The Stillness Ranger was planted as a seed by the team at The Highland Project, the non-profit I founded in 2020, during a retreat with them in the Ramble. It was watered by my beloved OYATE cohort in the fields of Bailey, Colorado. Both communities encouraged me to write about what I was learning from nature and how my growing appreciation for stillness was not only healing me, but moving me to push the bounds of my own imagination and creativity. I’m excited to begin the next chapter of the journey and invite you into an exploration with me of nature as a portal to the world that was here before us and the world that will be here after us. Each month, I’ll explore legacy building through the lessons from and stillness of nature. I encourage you to walk with me by following along here where I’ll post monthly and on Instagram where I’ll share weekly reflection questions for your own explorations of your legacy and nature.

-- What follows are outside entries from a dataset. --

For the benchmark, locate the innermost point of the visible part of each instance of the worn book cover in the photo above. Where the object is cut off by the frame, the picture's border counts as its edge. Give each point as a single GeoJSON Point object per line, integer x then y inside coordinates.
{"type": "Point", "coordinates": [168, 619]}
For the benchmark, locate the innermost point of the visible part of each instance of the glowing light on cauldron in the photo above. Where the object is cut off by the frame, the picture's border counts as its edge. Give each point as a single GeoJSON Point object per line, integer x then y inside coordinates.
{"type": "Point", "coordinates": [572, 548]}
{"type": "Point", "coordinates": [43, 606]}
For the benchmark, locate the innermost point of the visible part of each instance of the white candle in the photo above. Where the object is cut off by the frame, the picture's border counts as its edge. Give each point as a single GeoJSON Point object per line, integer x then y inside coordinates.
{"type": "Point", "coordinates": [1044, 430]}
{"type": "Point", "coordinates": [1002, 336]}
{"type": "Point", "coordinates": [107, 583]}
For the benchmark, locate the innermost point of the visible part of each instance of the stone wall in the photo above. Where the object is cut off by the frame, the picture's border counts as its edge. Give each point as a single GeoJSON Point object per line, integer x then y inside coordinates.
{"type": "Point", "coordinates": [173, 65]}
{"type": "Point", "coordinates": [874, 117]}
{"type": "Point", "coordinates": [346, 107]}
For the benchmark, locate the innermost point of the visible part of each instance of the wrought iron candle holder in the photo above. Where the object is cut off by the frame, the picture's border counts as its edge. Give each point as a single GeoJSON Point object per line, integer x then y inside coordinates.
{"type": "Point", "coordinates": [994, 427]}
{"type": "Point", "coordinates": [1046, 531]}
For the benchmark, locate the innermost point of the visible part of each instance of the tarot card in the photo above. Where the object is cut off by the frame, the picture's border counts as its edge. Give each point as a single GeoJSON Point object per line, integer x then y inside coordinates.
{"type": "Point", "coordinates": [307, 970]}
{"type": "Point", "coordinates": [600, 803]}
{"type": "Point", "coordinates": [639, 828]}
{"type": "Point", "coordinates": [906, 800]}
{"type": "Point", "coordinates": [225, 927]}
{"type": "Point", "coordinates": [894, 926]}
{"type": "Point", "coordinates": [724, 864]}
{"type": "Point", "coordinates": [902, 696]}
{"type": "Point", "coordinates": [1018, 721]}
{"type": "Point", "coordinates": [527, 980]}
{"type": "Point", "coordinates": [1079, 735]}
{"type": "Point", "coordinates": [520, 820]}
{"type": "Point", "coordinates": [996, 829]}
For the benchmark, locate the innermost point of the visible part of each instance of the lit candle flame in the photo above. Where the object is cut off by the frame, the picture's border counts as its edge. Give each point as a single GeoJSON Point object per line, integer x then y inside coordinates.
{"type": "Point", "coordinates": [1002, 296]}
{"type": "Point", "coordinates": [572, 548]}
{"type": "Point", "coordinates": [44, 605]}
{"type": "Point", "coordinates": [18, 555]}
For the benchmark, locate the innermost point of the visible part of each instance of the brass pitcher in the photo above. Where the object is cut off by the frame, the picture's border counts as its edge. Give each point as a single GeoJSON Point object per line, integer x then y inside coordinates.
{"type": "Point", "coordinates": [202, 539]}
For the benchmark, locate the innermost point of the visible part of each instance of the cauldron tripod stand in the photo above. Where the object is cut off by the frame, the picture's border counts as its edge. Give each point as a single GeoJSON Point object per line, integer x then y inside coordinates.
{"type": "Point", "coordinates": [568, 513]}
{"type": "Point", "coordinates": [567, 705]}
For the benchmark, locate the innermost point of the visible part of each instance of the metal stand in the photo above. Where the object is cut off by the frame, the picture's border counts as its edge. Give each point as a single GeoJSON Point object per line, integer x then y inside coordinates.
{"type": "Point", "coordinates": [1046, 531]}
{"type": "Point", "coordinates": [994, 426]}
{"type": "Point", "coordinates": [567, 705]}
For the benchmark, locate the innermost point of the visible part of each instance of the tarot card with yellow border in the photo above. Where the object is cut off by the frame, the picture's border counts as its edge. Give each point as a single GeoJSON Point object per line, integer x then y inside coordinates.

It is my hope that The Stillness Ranger becomes a place for other Black women and women of color leaders to know they aren’t alone. I hope it becomes a place of inspiration and respite for social change leaders. I hope it becomes a place that pushes all of us to look at and value Mother Earth differently.
And so, we begin.
Learning to be still in the Ramble helped to put me back on my legacy path. But I don’t have all the answers - I just have more observations, curiosities and questions as I continue to build my legacy. I start this blog back where I started in 2020: finding my grounding again in order to realize the deliciousness of stillness.
What part of you is most in need of grounding? What does it look like when you are grounded? What does it feel like? How do you practice grounding? What patterns do you need to disrupt to realize the power of grounding?
Grab your shoes. Ditch the headphones. Let’s walk. Let’s breathe. Let’s be still. Let’s be in still of grounding.